Du Fresne était le nom de cette famille, et Du Cange celui d’un fief de la terre de Contay. Un usage, qui s’est prolongé jusqu’au milieu du XIXe siècle, autorisait les familles nobles ou bourgeoises possédant des propriété à donner à leurs fils un nom de terre, soit d’un château. d’une ferme ou simplement d’une maison de campagne. Le grand père de Du Cange se nommait Michel Dufresne, et son père Louis Dufresne. Un historien de la ville d’Amiens a qualifié ce dernier de noble et vertueux. Nous savons qu’il était très instruit, ami des lettres, et très considéré. Il eut de sa première femme Marie Vaquette trois fils. Devenu veuf, il se remaria, et sa seconde femme Hélène de Rély, qui appartenait à une ancienne famille de l’Artois, lui donna trois fils : Charles Du Cange, le grand philologue, puis Michel et François qui se vouèrent à l’enseignement religieux et furent des professeurs distingués.

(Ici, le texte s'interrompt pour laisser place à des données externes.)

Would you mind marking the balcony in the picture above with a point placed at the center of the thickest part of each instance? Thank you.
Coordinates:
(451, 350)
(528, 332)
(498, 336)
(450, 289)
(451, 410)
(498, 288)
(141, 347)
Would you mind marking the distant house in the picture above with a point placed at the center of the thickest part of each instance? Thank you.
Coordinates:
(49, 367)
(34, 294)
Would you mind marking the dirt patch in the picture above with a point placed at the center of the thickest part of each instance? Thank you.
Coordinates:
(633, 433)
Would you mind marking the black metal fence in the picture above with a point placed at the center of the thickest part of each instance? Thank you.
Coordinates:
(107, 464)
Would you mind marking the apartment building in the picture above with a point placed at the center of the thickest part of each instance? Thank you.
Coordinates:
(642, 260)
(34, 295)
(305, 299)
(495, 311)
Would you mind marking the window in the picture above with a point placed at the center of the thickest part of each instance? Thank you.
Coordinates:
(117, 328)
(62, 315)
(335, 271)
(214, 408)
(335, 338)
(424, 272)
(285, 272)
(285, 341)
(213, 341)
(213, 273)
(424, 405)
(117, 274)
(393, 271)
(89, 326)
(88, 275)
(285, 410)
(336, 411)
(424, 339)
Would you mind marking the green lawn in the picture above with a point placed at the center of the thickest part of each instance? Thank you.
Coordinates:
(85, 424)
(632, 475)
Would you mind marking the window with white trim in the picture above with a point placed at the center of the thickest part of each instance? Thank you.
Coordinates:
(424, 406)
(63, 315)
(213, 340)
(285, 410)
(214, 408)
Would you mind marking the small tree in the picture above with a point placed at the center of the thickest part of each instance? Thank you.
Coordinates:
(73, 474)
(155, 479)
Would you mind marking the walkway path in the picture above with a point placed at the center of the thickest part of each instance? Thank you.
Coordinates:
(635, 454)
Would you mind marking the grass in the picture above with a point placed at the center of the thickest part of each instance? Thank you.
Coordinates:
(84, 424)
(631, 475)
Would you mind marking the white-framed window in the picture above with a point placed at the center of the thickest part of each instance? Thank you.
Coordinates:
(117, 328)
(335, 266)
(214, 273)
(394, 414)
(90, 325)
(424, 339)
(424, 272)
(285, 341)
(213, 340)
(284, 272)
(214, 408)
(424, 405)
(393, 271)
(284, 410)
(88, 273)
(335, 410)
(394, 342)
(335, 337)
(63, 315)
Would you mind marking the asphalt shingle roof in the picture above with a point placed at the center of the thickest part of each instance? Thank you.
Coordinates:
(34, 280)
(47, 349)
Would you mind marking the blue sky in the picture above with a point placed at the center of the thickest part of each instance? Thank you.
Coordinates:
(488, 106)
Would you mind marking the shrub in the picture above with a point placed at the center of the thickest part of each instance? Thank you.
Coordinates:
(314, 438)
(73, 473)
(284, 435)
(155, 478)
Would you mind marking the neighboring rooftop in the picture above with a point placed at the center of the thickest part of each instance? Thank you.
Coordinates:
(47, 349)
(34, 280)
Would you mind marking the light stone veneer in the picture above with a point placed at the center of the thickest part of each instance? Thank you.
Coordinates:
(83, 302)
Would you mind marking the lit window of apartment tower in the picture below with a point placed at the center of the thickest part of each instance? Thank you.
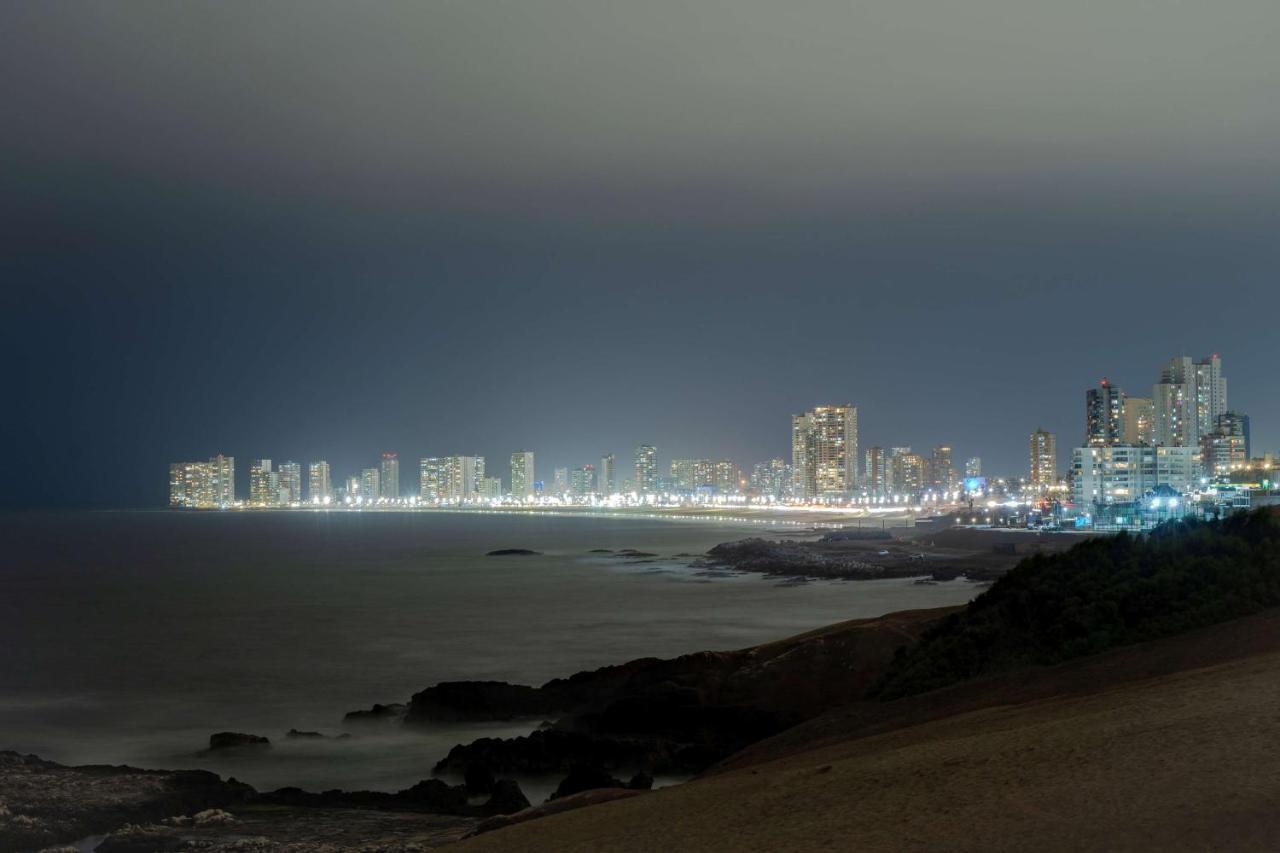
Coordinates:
(522, 475)
(388, 477)
(319, 486)
(1043, 456)
(608, 475)
(824, 452)
(647, 469)
(1104, 415)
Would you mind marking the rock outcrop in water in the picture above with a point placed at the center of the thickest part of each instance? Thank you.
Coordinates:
(480, 702)
(679, 715)
(229, 740)
(391, 712)
(44, 804)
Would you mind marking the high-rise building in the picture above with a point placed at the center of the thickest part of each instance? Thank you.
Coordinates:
(608, 475)
(1123, 473)
(689, 474)
(1188, 400)
(906, 471)
(1210, 389)
(824, 452)
(772, 478)
(1139, 420)
(1104, 415)
(490, 489)
(581, 480)
(647, 469)
(727, 477)
(370, 484)
(388, 477)
(876, 471)
(433, 478)
(289, 483)
(941, 471)
(522, 475)
(973, 466)
(1043, 455)
(1226, 448)
(1230, 423)
(263, 483)
(202, 484)
(319, 487)
(452, 478)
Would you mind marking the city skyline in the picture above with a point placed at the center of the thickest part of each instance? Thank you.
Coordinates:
(443, 246)
(1185, 423)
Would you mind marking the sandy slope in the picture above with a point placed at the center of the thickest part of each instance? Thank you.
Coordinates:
(1170, 746)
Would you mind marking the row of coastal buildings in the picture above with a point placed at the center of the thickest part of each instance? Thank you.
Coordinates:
(1150, 457)
(1179, 439)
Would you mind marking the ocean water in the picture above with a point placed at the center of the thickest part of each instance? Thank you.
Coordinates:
(131, 637)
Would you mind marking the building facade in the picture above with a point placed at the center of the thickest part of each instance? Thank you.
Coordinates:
(1125, 473)
(608, 475)
(388, 477)
(1104, 415)
(647, 469)
(1043, 457)
(522, 475)
(824, 452)
(319, 484)
(202, 486)
(289, 483)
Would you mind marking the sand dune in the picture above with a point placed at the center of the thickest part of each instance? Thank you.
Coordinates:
(1170, 746)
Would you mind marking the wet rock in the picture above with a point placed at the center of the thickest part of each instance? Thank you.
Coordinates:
(389, 712)
(640, 781)
(293, 734)
(480, 701)
(479, 779)
(140, 839)
(585, 778)
(506, 798)
(236, 740)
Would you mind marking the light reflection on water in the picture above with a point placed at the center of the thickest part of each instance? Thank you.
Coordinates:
(129, 638)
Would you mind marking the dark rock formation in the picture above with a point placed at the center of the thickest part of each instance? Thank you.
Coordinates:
(481, 701)
(479, 779)
(680, 715)
(293, 734)
(428, 796)
(44, 803)
(640, 781)
(236, 740)
(593, 797)
(140, 839)
(585, 778)
(506, 798)
(378, 714)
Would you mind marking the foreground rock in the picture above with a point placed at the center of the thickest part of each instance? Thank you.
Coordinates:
(229, 740)
(672, 716)
(392, 712)
(44, 803)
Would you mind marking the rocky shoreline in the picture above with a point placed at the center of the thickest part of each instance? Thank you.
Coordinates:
(611, 729)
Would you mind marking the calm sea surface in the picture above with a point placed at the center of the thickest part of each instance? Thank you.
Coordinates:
(131, 637)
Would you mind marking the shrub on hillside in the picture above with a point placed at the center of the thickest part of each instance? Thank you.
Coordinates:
(1101, 593)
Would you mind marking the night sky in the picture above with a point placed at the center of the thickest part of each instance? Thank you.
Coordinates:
(310, 229)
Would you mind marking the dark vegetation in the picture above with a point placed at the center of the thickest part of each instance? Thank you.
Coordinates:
(1102, 593)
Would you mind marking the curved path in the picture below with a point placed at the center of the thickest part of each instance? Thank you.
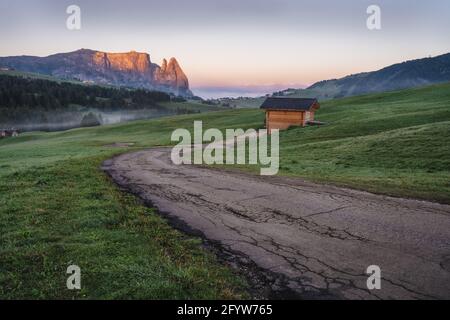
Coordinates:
(314, 241)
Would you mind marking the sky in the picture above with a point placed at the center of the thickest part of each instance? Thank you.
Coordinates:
(245, 46)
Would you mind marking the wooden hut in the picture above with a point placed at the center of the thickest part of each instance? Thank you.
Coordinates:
(281, 113)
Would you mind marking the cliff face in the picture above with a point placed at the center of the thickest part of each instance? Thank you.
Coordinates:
(131, 69)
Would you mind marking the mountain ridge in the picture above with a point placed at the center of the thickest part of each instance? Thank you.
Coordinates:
(129, 69)
(403, 75)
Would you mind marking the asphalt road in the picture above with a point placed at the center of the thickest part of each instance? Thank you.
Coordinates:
(298, 239)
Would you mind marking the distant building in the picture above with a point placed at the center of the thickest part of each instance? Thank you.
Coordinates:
(282, 113)
(4, 133)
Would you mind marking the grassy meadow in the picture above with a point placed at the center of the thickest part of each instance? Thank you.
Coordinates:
(58, 208)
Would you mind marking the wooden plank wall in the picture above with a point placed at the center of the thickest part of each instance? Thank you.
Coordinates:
(278, 119)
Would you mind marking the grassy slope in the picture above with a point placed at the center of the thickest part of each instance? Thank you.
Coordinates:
(57, 208)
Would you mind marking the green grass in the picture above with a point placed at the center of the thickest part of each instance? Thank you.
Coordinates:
(57, 208)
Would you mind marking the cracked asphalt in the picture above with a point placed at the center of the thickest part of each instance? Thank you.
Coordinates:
(298, 239)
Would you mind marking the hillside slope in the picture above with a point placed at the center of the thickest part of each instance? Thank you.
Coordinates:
(403, 75)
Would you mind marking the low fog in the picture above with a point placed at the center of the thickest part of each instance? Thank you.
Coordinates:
(51, 121)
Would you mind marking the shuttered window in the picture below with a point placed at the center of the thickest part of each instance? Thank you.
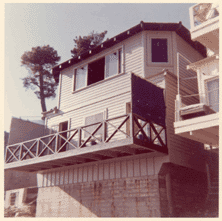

Le jeune Du Cange entra, dès l’âge de neuf ans, au collège des Jésuites d’Amiens. Son attention soutenue, son amour de l’étude et la vivacité de son esprit le firent bientôt remarquer de ses professeurs, qui s’attachèrent à développer ces précieuses qualités. Aussi, fit-il de rapides progrès, et, en quelques, années, il apprit le latin, le grec, le français et plusieurs langues étrangères.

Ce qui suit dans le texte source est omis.